Stupid. Naive. These are not among the qualities listed to be Hall of Fame worthy.
“I was stupid. I was naive,” Alex Rodriguez told ESPN in an interview Monday, responding to the SI.com report that he tested positive for steroids in 2003.
Insincerity. That’s not part of the criteria for the Hall of Fame, either, but A-Rod tests positive for it nearly every time he opens his mouth.
“I think New Yorkers like honesty,” A-Rod said when asked whether he thought he might be forgiven by New York Yankees fans for his cheating. “I think they like people that say the truth.”
The truth, according to A-Rod, is that he doesn’t remember exactly what sort of banned performance-enhancing substances he took in the past.
Windex? STP? Spanish Fly?
Please. It takes a warped mind to admit cheating, proclaim honesty and then lie - all within a few sentences of each other.
He will be caught in those lies. Other damning information about A-Rod will surface. It always does in the steroids controversy.
What will it mean for him, though?
There are really two minefields that steroid abusers have to face when they are revealed. One is the legal minefield that Mark McGwire faced (the reason he refused to answer questions about steroid use before Congress) and that Roger Clemens and Barry Bonds face now.
The other, at least for the elite in the game (those not named Paul Lo Duca, for example), is the legacy minefield - the Baseball Hall of Fame.
For the past three years, baseball writers have refused to elect McGwire to the Hall. He hasn’t even come close, garnering about 24 percent of the votes in his first two years of eligibility and then falling to 22 percent in the latest balloting.
I’ve been one of those voters leaving McGwire off my ballot. I plan on doing the same thing with Rafael Palmeiro, Barry Bonds, Rogers Clemens, Sammy Sosa - and, for now, Alex Rodriguez. There is enough concrete or circumstantial evidence about all of them to conclude they cheated.
The Hall of Fame is not a court of law, and voting for it is not sitting on a jury. There is no reasonable doubt standard in play.
It is an honor, and despite the ignorance of many, there are specific criteria for election to the Hall. Three of them have nothing to do with statistics. Forgive me if I take those seriously.
Defenders of the dishonored will ask: How can you not vote for McGwire or Bonds when there are less-than-shining beacons of humanity in Cooperstown like Ty Cobb, a racist, and Leo Durocher, who had been banned from baseball for an entire season for consorting with gamblers?

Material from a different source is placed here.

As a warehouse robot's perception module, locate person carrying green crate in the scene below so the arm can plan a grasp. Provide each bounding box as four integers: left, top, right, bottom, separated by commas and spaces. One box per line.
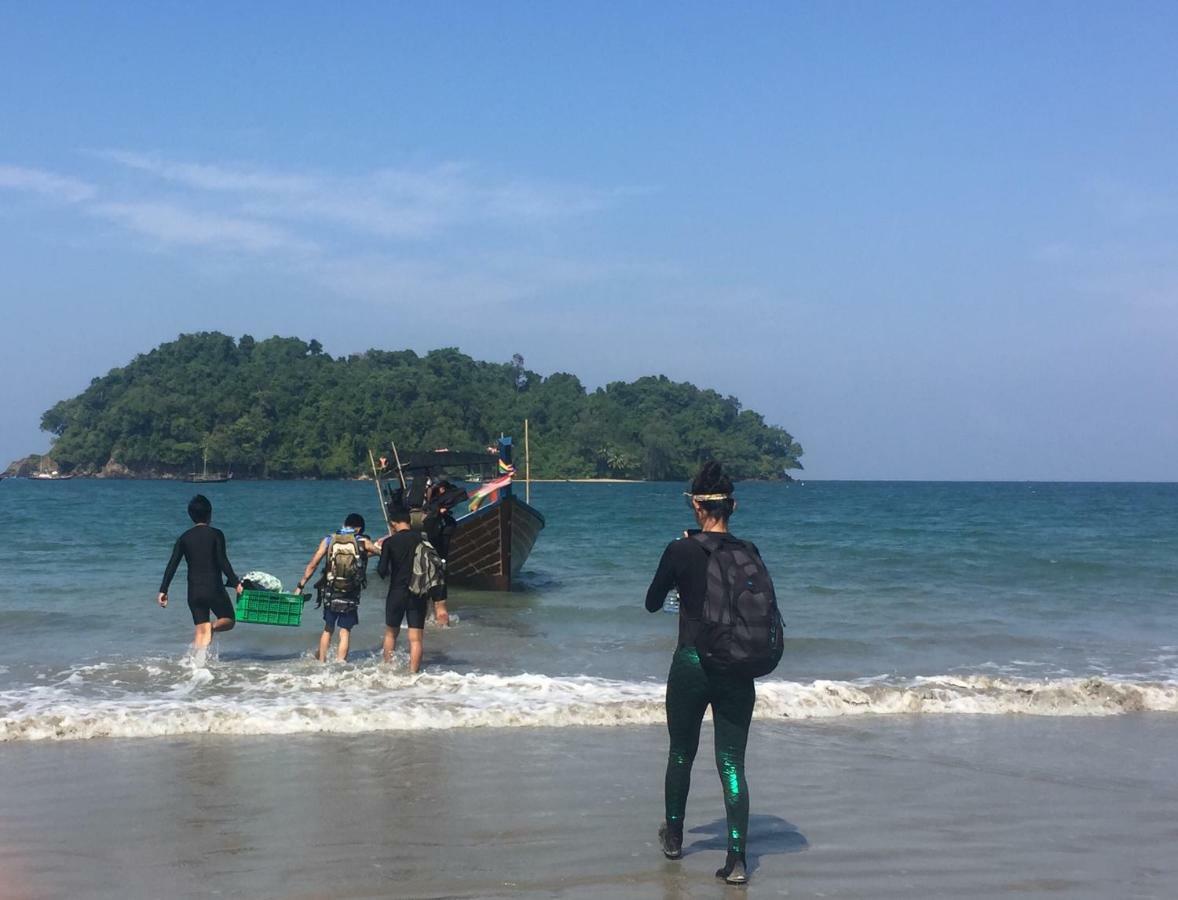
157, 494, 241, 649
295, 512, 380, 662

That’s a lame argument. I am not bound by votes that have taken place in the past.
All that said, it ain’t getting any easier to follow the voting criteria.
It is possible that we could have Clemens, one of the greatest pitchers of his generation, excluded from Cooperstown. We could have Bonds, the all-time leading home run hitter and holder of the most cherished record in the game, on the outside looking in. And now we could have Rodriguez, who may surpass Bonds and become the new all-time home run leader, without a plaque as well.
Throw in Pete Rose, the all-time hits leader who was never placed on the ballot after being banned from baseball for gambling, and you’ve got a pretty good Hall of Shame.
Hall of Fame president Jeff Idelson said there are no plans for changing the voting criteria.
“Election rules are straightforward and include instructing voters to look beyond the statistics and examine a player’s overall contribution to the game,” he said. “To what percentage each quality is weighed is up to the voter. … We’re very comfortable with our rules for election as they currently stand, though we consistently review them to be sure they are relevant. We feel the rules today are fair and relevant. The standards for election have remained consistent over time and will continue to do so.”
This debate will rage for years to come as these players appear on the Hall of Fame ballot, and it certainly detracts from what should be a celebration of the game. But that’s nothing compared with the day - if it comes - when a Bonds or a Clemens does somehow wind up with enough votes to enter the Hall.
That likely would set the scene for an ugly Hall of Fame induction weekend as the veteran members whose numbers and accomplishments have been diminished by the cheaters may speak out against sharing the stage with them - at least those who would show up.
It would be a sad day in Cooperstown. It would be the day that integrity, sportsmanship and character could just be crossed out. They would serve no more purpose.